Он привел девушку в избу; словно отец, помыл ее лицо холодной водой, уложил в постель и, почувствовав, как приятно ему дотрагиваться до нее, смущенно раскраснелся и снова принялся учить:
— Уезжай, если не можешь жить здесь, я помогу тебе. Попроси, чтобы соседи приходили, но одна больше не оставайся. Ты с ума сойдешь. Ты вся горишь и бредишь.
Она слушала его не мигая, слушала и опять просила:
— Будьте таким хорошим, не оставляйте меня, я вам не стану мешать, я все умею…
— Теперь — не могу. — И, увидев, что эти слова причинили ей боль, стал оправдываться: — Но если ты так уж боишься, пришлю кого-нибудь из комсомольцев. — Пообещал и ушел искать своих парней, хотя до условленного времени еще было целых полдня.
Кажется, ничего интимного между ними и не было. Однако глаза перепуганной Гавенайте не стерлись из памяти Моцкуса. Бывая в этих местах, он вдруг ощущал желание, даже необходимость еще раз увидеть Бируте, поговорить с ней, утешить, хотя бы притронуться к ней рукой, как тогда… А не найдя ее, долго стоял у расщепленного молнией дуба и наблюдал, как тяжело умирает проживший несколько веков великан. Одно время Моцкус даже замыслил было посвататься к этой одинокой девушке, с которой так жестоко обошлась судьба, обдумал все подробности, но помешали его неопределенное, полное опасностей положение и неуемное желание учиться.

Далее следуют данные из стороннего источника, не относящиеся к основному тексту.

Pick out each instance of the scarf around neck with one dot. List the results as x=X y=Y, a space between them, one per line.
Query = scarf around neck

Моцкуса ранило. Рана была неопасная, но довольно глубокая. Пришлось вызывать врача из Вильнюса. Приехала женщина — средних лет, но очень милая. Она осмотрела рану, наложила швы, перевязала и, не дождавшись машины, осталась ночевать.
Они поужинали, он по-джентльменски уступил ей свою кровать, а сам собрался улечься на полу, бросив туда какие-то тряпки.
— Я принесла вам столько беспокойства, — стала извиняться она.
— Ерунда, ведь вы перевязали мне руку. — Он еще подумывал, не уйти ли ему в городок и переночевать у товарищей, но фитиль керосинки несколько раз мигнул и погас.
Они долго ворочались и не засыпали: его мучила боль, а врача… Трудно сказать, почему она металась на скрипящей солдатской койке, но ее тихие, ласковые слова Викторас расслышал сразу:
— Послушай, лейтенант, я уже не девочка, и если ты ляжешь рядом, меня не обидишь.
Его прямо-таки оглушили эти откровенные слова. И, разыгрывая многоопытного мужчину, Моцкус ответил:
— Я не привык убегать от опасностей.
Он не лгал, он не убегал никогда, но такого рода опасность подстерегла его впервые.
И они громко рассмеялись. Наверно, слишком громко, потому что в такой ситуации, как ни изображай из себя хладнокровного, причины для волнения все равно будут. И он волновался.
…Это была не любовь, не распутство, скорее — острая физическая и душевная потребность в ту холодную и мрачную послевоенную пору хоть на мгновение почувствовать себя не стрелком, не мишенью, а обыкновенным человеком, свободным от чувства долга и страха, принадлежащим только себе и этой сумасшедшей минуте.
Моцкус, еще несовершеннолетним пареньком очутившийся на фронте, и она, военфельдшер, не были слишком сентиментальны, они не давали друг другу торжественных обещаний, не клялись вечно хранить верность, но не испытывать доверия и нежного внимания друг к другу они тоже не могли. А Моцкус, человек долга, безгранично чуткий, испытывал к этой женщине чувство благодарности, которое, как показывает практика, очень часто сближает людей и порабощает их сильнее, чем любовь.